Одним словом, Авалокитешвара взялся за дело всерьёз и обрубил себе все пути к отступлению. Он трудился в поте лица, спас многие миллионы живых существ, но сколько бы он ни приносил блага, в общем положении вещей это как будто бы ничего не меняло. На смену миллиону спасённых и облагодетельствованных приходил новый миллион страдальцев. Как только он приносил куда-нибудь свет знания, в мире как будто бы назло ему появлялось новое пятно тьмы.
Столетия и тысячелетия работы сменялись и сливались друг с другом в нечто неразличимое. Не жалея сил, Авалокитешвара помогал живым существам, освобождал их от мучений и пут, исцелял их умы и тела. Он спешил, он искал всё более действенные способы осуществления своей благой миссии, но перед ним всегда расстилался бескрайний океан из того, что ещё предстояло сделать. Колесо сансары крутилось и крутилось, не зная устали.

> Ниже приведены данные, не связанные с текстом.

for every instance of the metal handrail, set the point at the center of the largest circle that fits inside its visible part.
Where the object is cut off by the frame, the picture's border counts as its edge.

Надежды Авалокитешвары на то, что он добьётся радикальных перемен в сансаре, оказались тщетными. Авалокитешвару начали одолевать сомнения, и тотчас принесённая им клятва исполнилась. Голова Авалокитешвары начала рассыпаться; его затопили невыносимая боль и смятение. Тогда перед ним предстал Амитабха – великий Будда сострадания. Амитабха был существом куда более высокого ранга. Это значит, что он намного дальше продвинулся в мудрости и совершенстве деяния. Говоря полушутя, Амитабха был кем-то вроде его начальника – главой вселенского проекта сострадания, потому Авалокитешвару и изображают в свите Амитабхи по правую руку.
Сперва Амитабха рассеял клятву Авалокитешвары и остановил процесс его распада на составляющие. Затем он сказал, что Авалокитешвара понял сострадание уж слишком топорно и буквально. В нашей терминологии, он понял его по-идиотски. Да, сострадание безгранично, но не потому, что мы безгранично суетимся и из кожи вон лезем, чтобы везде успеть, подчинить реальность нашим благим намерениям, а затем остановить её динамику и замариновать в этой благости навсегда.
Сострадание есть сам наш способ существовать в любом моменте, в котором мы находимся. Оно безусловно и безгранично. Подчинение его набору результатов и условий есть невежество, которое разрушает сострадание изнутри и подрывает его действенность. Безграничность сострадания означает, что у сострадания нет никакой окончательной цели или результата в будущем, после достижения которых наше сострадание исчезает за ненадобностью и мы опускаем руки. Но что тогда останется? Мы и есть любовь и сострадание. Цепляние за результат лишь причиняло Авалокитешваре боль, наполняло ум сомнениями, влечением и отторжением и мешало ему быть подлинно полезным себе и другим.
Авалокитешвара понял, что в одном принципиальном отношении ему необходимо расслабиться. Нужно было выпустить из рук свои застывшие предубеждения о том, как всё должно быть, и работать с тем, что есть. Путь и есть цель. Цель и есть путь. Благодаря этому осознанию он стал стократ сильнее.
Авалокитешвару изображают с двенадцатью головами и тысячью рук. С одной стороны, это хорошая иллюстрация сущности его невроза в начале пути. В порыве идиотского сострадания он стремился разорваться на части и успеть везде. Когда же у него это не выходило, он отторгал собственный провал и положение вещей в мире. Его одолевало разочарование, беспокойство. Наконец, будучи не в состоянии поспеть за своими фантазиями, он начал сомневаться в полезности собственных трудов.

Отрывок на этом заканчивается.